1. A fire-resistant steel superior in weld joint reheat embrittlement resistance and toughness comprising a fire-resistant steel of a room temperature strength of the 400 to 600N/mm 2 class having steel ingredients containing, by mass%, C: 0.010% to less than 0.05%, Si: 0.01 to 0.50%, Mn: 0.80 to 2.00%, Cr: 0.50% to less than 2.00%, V: 0.03 to 0.30%, Nb: 0.01 to 0.10%, N: 0.001 to 0.010%, and Al: 0.005 to 0.10%, limiting contents of Ni, Cu, Mo, and B to Ni: less than 0.10%, Cu: less than 0.10%, Mo: 0.10% or less, and B: less than 0.0003%, further limiting contents of impurity ingredients of P, S, and O to P: less than 0.020%, S: less than 0.0050%, and O: less than 0.010%, having a balance of iron and unavoidable impurities, wherein among the elements forming said steel ingredients, the elements of Cr, Mo, Ni, Cu, and Mn satisfy a relationship expressed by the following formula (1) :
4Cr[%]-5Mo[%]-10Ni[%]-2Cu[%]-Mn[%] > 0 ...(1) {where, in formula (1), the units of the concentrations of the elements are mass%}

2. A fire-resistant steel superior in weld joint reheat embrittlement resistance and toughness as set forth in claim 1, further containing, by mass%, one or both of Ti: over 0.005% to less than 0.050% and Zr: 0.002 to 0.010%.

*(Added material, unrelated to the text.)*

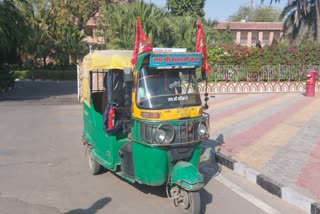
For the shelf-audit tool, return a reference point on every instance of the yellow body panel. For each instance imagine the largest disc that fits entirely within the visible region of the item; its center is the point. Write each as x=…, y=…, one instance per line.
x=101, y=60
x=166, y=114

3. A fire-resistant steel superior in weld joint reheat embrittlement resistance and toughness as set forth in claim 1 or 2, further containing, by mass%, one or more of Mg: 0.0005 to 0.005%, Ca: 0.0005 to 0.005%, Y: 0.001 to 0.050%, La: 0.001 to 0.050%, and Ce: 0.001 to 0.050%.

4. A fire-resistant steel superior in weld joint reheat embrittlement resistance and toughness as set forth in any one of claims 1 or 2, where, furthermore, a dislocation density in a ferrite phase of said steel material is 10 10/m2 or more.

5. A fire-resistant steel superior in weld joint reheat embrittlement resistance and toughness as set forth in any one of claims 1 or 2, wherein said steel material structure is given an occupancy of bainite or martensite in a structure viewed under an optical microscope of 20% or more and is comprised of a quenched structure.

6. A fire-resistant steel superior in weld joint reheat embrittlement resistance and toughness as set forth in any one of claims 1 or 2, wherein, in said steel material, carbides or nitrides comprised of one or more of Nb, V, Cr, Ti, and Zr are precipitated by a 2/µm2 or higher density.

7. A method of production of fire-resistant steel superior in reheat embrittlement resistance and toughness comprising heating a steel slab having steel ingredients as set forth in any one of claims 1 or 2 to a 1150 to 1300°C temperature, then hot working or hot rolling it, ending said hot working or hot rolling at a 800°C or higher temperature, after this, acceleratedly cooling until down to a temperature of 500°C so that the cooling speed of the different parts of said steel material becomes 2°C/sec or more, stopping said accelerated cooling in the temperature region where the surface temperature of said steel material becomes 350 to 600°C, and, after this, passively cooling the material.

8. A method of production of fire-resistant steel superior in reheat embrittlement resistance and toughness comprising heating a steel slab having steel ingredients as set forth in any one of claims 1 to 3 to a 1150 to 1300°C temperature, then hot working or hot rolling it, ending said hot working or hot rolling at a 800°C or higher temperature, after this, acceleratedly cooling until down to a temperature of 500°C so that the cooling speed of the different parts of said steel material becomes 2°C/sec or more, stopping said accelerated cooling in the temperature region where the surface temperature of said steel material becomes 100°C to room temperature, and, after this, passively cooling the material to thereby obtain a quenched structure wherein, in said steel material structure, an occupancy of bainite or martensite in the structure viewed under an optical microscope becomes 20% or more.

9. A method of production of fire-resistant steel superior in reheat embrittlement resistance and toughness comprising applying the method of production as set forth in claim 7, then tempering said steel material in a 400°C
to 750°C temperature range for within 5 minutes to 360 minutes of time so as to make carbides or nitrides comprised of one or more of Nb, V, Cr, Ti, and Zr precipitate in said steel material by a 2/µm2 or higher density.